The U.S. sponsored and enacted human rights violations at the nation’s southern border led the Senate and House of Representatives to pass a $4.6 billion emergency funding bill Thursday afternoon, but progressives in Congress, frustrated with forced concessions, are making their anger known.

CNN reports:

The vote, 305-102, came after House Speaker Nancy Pelosi reversed her previous call to reconcile the [Senate and House] bills to address the humanitarian crisis ahead of the July Fourth recess. 

Pelosi, who said on Wednesday that she was a “lioness” for children, initially said that the House would not take up the Senate’s version of the bill. Progressives within the Democratic Party argued that it left too much wiggle room for the Trump Administration to redirect funds to maintaining the concentration camps at the U.S.-Mexico border, didn’t provide enough protections for children, and didn’t improve health care for the migrants and refugees being detained. 

Rep. Pramila Jayapal, (D-Washington) made it plain, “Nobody in that room trusts this President. Nobody. So, we have to make sure this money is being used for the children.”

After speaking with Vice-President Mike Pence, however, Pelosi sang a different tune. 

“The children come first. At the end of the day, we have to make sure that the resources needed to protect the children are available,” Pelosi wrote in a letter to her caucus earlier Thursday. “Therefore, we will not engage in the same disrespectful behavior that the Senate did in ignoring our priorities. In order to get resources to the children fastest, we will reluctantly pass the Senate bill.”

The AP reports that the bill includes:

The legislation contains more than $1 billion to shelter and feed migrants detained by the border patrol and almost $3 billion to care for unaccompanied migrant children who are turned over the Department of Health and Human Services. It rejects an administration request for additional Immigration and Customs Enforcement detention beds, however, and contains provisions designed to prevent federal immigration agents from going after immigrants living in the country illegally who seek to care for unaccompanied children.

House Minority Leader Chuck Schumer said that the bill, as is, is “entirely insufficient to protect vulnerable children in our care.”

Rep. Alexandria Ocasio-Cortez agrees, telling CNN’s Jake Tapper: 

“I do not believe we should be throwing more money to ICE. My district is 50% immigrant. I have an obligation and responsibility to protect them. I believe what we should ideally be doing is passing a pure humanitarian bill to get money straight to the kids.”

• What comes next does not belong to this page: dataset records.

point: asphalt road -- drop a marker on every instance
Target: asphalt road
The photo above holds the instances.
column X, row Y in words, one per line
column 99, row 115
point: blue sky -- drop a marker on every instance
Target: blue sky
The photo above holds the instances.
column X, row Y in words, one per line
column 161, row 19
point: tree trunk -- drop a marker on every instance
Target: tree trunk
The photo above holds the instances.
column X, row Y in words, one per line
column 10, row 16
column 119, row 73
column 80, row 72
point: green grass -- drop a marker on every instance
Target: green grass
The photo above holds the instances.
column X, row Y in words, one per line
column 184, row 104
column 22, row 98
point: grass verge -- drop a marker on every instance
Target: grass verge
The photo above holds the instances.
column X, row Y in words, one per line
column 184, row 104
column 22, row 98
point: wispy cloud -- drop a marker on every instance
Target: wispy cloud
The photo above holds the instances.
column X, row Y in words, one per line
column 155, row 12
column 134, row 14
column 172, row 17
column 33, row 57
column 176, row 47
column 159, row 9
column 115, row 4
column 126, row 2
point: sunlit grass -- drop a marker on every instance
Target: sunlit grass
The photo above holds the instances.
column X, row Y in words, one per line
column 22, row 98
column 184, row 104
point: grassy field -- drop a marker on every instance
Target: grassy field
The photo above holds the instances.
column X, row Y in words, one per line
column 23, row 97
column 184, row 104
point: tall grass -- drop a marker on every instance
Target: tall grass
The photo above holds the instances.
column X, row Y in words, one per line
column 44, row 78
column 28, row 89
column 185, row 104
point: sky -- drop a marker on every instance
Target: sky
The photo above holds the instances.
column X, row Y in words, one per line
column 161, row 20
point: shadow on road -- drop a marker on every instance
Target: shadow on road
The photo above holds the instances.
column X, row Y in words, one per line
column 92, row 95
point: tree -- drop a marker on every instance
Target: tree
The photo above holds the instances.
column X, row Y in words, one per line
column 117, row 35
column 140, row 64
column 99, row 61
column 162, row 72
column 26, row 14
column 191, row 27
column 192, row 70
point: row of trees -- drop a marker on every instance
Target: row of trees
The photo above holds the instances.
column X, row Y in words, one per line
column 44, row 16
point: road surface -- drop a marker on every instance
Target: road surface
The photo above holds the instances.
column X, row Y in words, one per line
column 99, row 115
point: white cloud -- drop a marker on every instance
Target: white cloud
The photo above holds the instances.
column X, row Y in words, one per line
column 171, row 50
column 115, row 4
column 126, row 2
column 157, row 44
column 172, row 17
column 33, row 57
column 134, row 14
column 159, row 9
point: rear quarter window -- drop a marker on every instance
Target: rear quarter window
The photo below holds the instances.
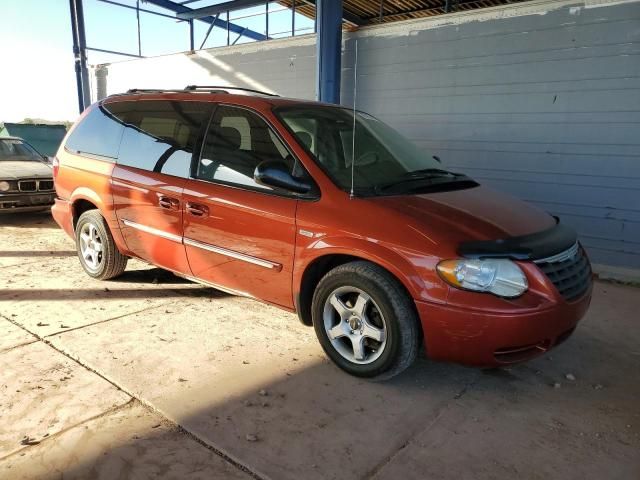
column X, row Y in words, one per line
column 100, row 131
column 161, row 136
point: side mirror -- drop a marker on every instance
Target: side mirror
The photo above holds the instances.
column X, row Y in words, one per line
column 273, row 173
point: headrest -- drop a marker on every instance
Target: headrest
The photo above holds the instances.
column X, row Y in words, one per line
column 228, row 138
column 305, row 138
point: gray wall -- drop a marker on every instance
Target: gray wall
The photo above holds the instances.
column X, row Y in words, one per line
column 540, row 99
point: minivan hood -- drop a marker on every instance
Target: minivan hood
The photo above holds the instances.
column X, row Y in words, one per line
column 477, row 213
column 15, row 170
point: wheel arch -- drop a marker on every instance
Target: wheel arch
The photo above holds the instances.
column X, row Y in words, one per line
column 320, row 261
column 83, row 199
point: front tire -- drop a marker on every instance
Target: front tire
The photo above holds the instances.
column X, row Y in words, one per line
column 365, row 321
column 98, row 253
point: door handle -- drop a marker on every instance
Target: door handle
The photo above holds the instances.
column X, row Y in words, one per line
column 169, row 203
column 197, row 210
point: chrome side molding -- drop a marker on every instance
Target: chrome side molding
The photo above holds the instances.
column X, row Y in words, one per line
column 232, row 254
column 153, row 231
column 204, row 246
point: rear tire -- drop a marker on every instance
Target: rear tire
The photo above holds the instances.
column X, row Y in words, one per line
column 365, row 321
column 98, row 253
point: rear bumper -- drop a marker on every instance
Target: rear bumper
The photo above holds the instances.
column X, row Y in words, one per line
column 62, row 213
column 487, row 339
column 25, row 202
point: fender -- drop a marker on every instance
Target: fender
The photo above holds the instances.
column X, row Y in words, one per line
column 107, row 211
column 398, row 265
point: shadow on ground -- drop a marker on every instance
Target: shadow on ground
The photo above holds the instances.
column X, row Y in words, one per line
column 433, row 421
column 28, row 220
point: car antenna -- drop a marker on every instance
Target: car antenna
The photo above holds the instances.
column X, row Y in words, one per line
column 353, row 136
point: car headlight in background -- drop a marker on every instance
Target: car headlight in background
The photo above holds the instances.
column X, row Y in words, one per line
column 501, row 277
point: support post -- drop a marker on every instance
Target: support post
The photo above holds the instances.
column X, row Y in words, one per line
column 328, row 50
column 80, row 54
column 192, row 37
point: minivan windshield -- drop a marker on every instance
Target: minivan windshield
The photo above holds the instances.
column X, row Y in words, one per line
column 12, row 149
column 385, row 161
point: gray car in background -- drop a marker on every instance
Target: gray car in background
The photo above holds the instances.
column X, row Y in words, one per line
column 26, row 179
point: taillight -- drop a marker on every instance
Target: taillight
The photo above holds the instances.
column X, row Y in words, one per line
column 56, row 166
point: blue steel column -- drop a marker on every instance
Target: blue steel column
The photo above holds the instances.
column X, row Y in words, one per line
column 328, row 50
column 80, row 53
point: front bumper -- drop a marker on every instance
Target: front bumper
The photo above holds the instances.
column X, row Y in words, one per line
column 25, row 202
column 488, row 339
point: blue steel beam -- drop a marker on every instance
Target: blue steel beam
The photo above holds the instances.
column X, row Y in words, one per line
column 218, row 22
column 328, row 50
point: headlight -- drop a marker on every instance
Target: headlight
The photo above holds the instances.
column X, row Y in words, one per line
column 498, row 276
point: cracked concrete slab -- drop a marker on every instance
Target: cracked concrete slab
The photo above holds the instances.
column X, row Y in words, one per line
column 53, row 296
column 311, row 420
column 13, row 336
column 573, row 414
column 43, row 392
column 130, row 442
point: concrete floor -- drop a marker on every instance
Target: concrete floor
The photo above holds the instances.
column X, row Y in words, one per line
column 154, row 377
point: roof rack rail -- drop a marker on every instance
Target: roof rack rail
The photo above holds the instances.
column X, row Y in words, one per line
column 197, row 88
column 216, row 88
column 153, row 90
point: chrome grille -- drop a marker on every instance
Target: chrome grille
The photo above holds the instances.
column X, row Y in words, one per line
column 569, row 271
column 35, row 185
column 45, row 185
column 27, row 186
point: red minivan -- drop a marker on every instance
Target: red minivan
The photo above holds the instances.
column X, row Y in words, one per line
column 322, row 211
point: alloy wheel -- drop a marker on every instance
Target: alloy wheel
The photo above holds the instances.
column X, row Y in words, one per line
column 355, row 325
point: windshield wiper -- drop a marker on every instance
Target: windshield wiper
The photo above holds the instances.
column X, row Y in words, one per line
column 425, row 180
column 430, row 173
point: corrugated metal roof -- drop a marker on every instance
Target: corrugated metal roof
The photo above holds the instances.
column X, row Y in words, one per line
column 372, row 12
column 44, row 138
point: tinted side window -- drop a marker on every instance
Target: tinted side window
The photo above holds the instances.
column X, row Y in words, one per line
column 161, row 136
column 99, row 133
column 237, row 141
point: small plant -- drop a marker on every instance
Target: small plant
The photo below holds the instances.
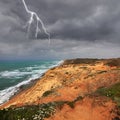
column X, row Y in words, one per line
column 47, row 93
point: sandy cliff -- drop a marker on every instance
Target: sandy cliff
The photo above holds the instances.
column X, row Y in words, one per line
column 78, row 78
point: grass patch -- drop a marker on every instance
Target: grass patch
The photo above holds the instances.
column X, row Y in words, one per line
column 47, row 93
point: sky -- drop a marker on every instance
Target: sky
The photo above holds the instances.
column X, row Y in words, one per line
column 78, row 29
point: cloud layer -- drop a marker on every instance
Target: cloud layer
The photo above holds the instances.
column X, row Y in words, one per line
column 79, row 28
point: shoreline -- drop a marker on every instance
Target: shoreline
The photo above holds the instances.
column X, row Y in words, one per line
column 75, row 87
column 30, row 84
column 48, row 75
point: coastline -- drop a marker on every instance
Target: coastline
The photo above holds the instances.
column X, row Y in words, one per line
column 24, row 85
column 76, row 82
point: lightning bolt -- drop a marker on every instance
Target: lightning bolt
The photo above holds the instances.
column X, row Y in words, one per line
column 31, row 20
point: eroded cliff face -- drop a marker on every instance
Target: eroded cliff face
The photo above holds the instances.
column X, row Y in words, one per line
column 78, row 78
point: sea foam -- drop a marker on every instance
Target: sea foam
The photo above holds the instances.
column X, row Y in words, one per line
column 35, row 73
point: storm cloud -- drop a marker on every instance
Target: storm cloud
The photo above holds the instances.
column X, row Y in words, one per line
column 78, row 28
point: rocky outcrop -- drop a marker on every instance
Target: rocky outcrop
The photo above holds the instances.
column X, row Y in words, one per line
column 77, row 78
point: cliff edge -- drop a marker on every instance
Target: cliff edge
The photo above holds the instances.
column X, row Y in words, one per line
column 78, row 89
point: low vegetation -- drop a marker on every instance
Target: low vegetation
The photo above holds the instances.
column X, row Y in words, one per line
column 112, row 92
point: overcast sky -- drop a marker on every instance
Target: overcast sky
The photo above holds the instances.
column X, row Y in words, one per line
column 78, row 28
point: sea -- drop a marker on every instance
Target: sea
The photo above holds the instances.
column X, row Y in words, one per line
column 14, row 74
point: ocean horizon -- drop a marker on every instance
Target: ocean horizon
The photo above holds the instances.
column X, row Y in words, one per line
column 14, row 74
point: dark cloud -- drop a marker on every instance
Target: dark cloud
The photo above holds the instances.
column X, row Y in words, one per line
column 70, row 23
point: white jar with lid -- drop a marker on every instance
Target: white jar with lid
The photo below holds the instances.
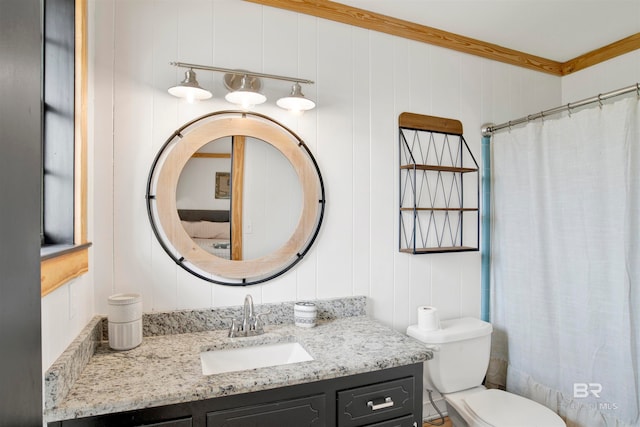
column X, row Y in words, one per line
column 125, row 321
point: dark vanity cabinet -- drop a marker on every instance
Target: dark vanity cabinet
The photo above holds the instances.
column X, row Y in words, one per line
column 390, row 398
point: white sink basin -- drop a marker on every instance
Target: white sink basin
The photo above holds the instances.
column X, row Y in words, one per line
column 259, row 356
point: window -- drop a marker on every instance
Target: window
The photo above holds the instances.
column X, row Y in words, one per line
column 64, row 253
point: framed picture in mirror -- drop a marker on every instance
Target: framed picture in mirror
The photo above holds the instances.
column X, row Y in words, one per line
column 223, row 185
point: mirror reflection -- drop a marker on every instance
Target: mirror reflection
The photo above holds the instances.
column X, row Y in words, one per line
column 235, row 198
column 255, row 181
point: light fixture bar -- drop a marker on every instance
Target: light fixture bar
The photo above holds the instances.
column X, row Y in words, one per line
column 241, row 72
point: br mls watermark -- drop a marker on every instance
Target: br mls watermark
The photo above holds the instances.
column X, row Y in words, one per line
column 584, row 390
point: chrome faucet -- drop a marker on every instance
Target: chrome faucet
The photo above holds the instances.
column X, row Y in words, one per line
column 251, row 324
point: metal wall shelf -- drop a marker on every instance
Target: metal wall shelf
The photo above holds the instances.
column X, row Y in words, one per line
column 436, row 165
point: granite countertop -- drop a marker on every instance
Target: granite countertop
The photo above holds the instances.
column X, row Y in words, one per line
column 166, row 369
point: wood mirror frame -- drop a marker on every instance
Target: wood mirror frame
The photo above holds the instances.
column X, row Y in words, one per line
column 163, row 212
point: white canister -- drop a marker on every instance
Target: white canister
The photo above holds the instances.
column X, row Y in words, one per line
column 125, row 321
column 304, row 314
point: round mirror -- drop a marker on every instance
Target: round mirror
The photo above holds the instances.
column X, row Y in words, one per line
column 235, row 198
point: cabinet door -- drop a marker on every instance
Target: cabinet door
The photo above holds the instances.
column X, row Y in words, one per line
column 305, row 411
column 375, row 403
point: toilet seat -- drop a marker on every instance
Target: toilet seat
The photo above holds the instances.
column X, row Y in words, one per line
column 497, row 408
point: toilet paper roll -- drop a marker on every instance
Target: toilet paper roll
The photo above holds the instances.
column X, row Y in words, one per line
column 428, row 319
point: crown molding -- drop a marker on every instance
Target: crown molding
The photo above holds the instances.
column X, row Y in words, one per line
column 377, row 22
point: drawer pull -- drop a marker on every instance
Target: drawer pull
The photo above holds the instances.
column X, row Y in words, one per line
column 388, row 403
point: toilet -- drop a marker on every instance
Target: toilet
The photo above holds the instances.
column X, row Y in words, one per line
column 461, row 350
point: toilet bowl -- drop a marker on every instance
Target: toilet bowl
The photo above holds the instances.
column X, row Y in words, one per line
column 461, row 356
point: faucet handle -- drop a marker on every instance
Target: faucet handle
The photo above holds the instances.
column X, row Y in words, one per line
column 259, row 322
column 233, row 329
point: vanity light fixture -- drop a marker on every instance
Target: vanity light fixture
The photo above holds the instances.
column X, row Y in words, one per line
column 244, row 88
column 246, row 95
column 189, row 88
column 296, row 101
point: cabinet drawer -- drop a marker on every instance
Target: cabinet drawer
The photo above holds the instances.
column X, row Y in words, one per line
column 184, row 422
column 396, row 422
column 306, row 411
column 376, row 402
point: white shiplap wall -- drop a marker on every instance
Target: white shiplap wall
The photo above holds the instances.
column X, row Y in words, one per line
column 364, row 80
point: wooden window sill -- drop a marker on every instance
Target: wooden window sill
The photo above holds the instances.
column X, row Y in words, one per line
column 61, row 263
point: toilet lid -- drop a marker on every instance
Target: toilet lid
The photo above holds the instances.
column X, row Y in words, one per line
column 499, row 408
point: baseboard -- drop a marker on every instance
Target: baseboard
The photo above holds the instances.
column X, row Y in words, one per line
column 428, row 411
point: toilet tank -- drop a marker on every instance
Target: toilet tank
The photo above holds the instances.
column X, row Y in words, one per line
column 461, row 350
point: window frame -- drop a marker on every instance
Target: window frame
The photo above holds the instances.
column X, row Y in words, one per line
column 61, row 263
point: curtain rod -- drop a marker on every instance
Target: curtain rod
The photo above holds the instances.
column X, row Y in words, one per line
column 489, row 129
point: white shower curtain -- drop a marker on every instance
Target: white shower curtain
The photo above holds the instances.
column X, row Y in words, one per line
column 565, row 263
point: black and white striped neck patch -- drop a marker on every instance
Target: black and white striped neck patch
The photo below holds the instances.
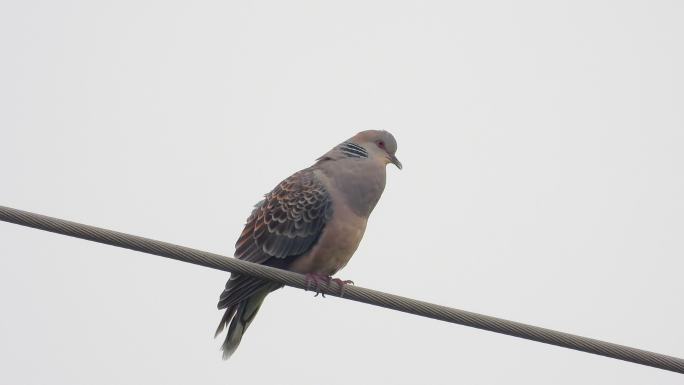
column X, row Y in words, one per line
column 352, row 150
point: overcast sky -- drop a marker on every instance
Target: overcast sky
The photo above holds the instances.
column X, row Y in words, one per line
column 543, row 182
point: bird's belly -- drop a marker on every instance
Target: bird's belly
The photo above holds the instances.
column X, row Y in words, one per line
column 335, row 248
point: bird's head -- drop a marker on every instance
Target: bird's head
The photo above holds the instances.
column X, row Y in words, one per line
column 379, row 145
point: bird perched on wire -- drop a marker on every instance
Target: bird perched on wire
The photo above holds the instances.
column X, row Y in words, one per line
column 311, row 223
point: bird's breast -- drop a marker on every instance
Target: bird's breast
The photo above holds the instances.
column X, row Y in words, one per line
column 338, row 242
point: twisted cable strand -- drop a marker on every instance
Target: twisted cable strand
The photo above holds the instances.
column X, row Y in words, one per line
column 354, row 293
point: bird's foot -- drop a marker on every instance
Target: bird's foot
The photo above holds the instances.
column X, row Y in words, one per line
column 342, row 284
column 316, row 280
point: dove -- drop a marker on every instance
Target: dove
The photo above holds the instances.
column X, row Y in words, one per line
column 310, row 223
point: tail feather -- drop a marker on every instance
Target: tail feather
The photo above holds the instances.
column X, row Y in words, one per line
column 240, row 317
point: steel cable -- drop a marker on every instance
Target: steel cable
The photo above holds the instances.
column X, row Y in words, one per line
column 354, row 293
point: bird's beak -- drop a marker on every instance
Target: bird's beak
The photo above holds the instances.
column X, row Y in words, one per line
column 393, row 159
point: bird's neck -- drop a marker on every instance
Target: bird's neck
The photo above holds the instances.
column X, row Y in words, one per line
column 360, row 181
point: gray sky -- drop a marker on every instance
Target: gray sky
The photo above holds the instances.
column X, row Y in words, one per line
column 542, row 145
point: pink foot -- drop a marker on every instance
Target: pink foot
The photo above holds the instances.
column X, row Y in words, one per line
column 316, row 280
column 342, row 284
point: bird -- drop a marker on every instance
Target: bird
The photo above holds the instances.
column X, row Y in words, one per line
column 310, row 223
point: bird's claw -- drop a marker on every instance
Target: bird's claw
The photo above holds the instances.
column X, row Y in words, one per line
column 316, row 280
column 342, row 284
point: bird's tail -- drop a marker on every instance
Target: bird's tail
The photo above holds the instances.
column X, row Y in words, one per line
column 240, row 315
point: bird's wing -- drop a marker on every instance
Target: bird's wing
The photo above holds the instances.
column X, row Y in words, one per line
column 286, row 224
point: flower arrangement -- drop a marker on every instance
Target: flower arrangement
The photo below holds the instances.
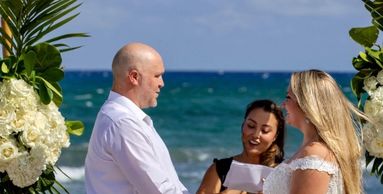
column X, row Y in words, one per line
column 32, row 133
column 367, row 85
column 32, row 129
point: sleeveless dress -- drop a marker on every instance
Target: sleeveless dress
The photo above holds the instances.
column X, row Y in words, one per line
column 278, row 181
column 223, row 167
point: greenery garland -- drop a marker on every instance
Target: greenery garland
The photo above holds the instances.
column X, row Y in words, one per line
column 34, row 60
column 367, row 84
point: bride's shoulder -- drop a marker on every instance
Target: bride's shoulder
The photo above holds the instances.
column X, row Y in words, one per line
column 318, row 150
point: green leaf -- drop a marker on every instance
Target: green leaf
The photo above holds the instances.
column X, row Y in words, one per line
column 374, row 55
column 49, row 86
column 364, row 56
column 47, row 56
column 4, row 68
column 75, row 127
column 365, row 36
column 357, row 87
column 30, row 60
column 45, row 93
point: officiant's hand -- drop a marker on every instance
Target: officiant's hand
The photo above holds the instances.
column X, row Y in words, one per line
column 232, row 191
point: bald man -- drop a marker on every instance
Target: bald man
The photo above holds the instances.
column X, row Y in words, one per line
column 125, row 153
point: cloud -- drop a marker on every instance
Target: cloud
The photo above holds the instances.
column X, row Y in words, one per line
column 305, row 7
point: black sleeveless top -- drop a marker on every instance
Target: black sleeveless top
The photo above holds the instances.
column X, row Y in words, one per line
column 222, row 167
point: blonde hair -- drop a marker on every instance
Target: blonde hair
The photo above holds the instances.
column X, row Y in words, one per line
column 334, row 117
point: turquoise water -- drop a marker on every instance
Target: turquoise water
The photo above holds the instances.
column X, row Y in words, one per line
column 198, row 115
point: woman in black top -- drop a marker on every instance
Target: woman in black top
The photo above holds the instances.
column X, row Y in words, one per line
column 263, row 131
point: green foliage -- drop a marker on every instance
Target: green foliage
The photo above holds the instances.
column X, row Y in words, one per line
column 46, row 183
column 369, row 63
column 31, row 20
column 38, row 61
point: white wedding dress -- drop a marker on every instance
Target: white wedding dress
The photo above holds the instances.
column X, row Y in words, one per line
column 278, row 181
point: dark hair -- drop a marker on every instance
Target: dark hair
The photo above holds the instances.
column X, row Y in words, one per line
column 274, row 155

Senate Majority Leader Mitch McConnell, of course, doesn’t care about the children as much as the agencies terrorizing them.

“The United States Senate is not going to pass a border funding bill that cuts the money for ICE and the Department of Defense. It’s not going to happen. We already have our compromise,” McConnell said, calling the Senate bill “the only game in town.”

In exchange for Pelosi not being a “lioness” on the issue, Pence promised administrative changes, “including that members would be notified within 24 hours after the death of a child in custody and he agreed to the 90-day time limit on children spending time in an influx facility,” CNN reports.

McConnell also came out today stating that he was “willing to consider” a Democratic president’s Supreme Court nominee in 2021 if Trump loses reelection, calling it “politically unsustainable” to extend his blockade into the opening days of a new presidency, Politico reports.

Back-table politics at work, while children and their parents die.

The House held a moment of silence on the Floor for all migrants, then passed the bill to President Trump, who has indicated that he’ll sign it into law.

Ninety-five Democrats voted against the bill Thursday afternoon, while 129 supported it. Seven Republicans opposed the measure, with 176 in favor.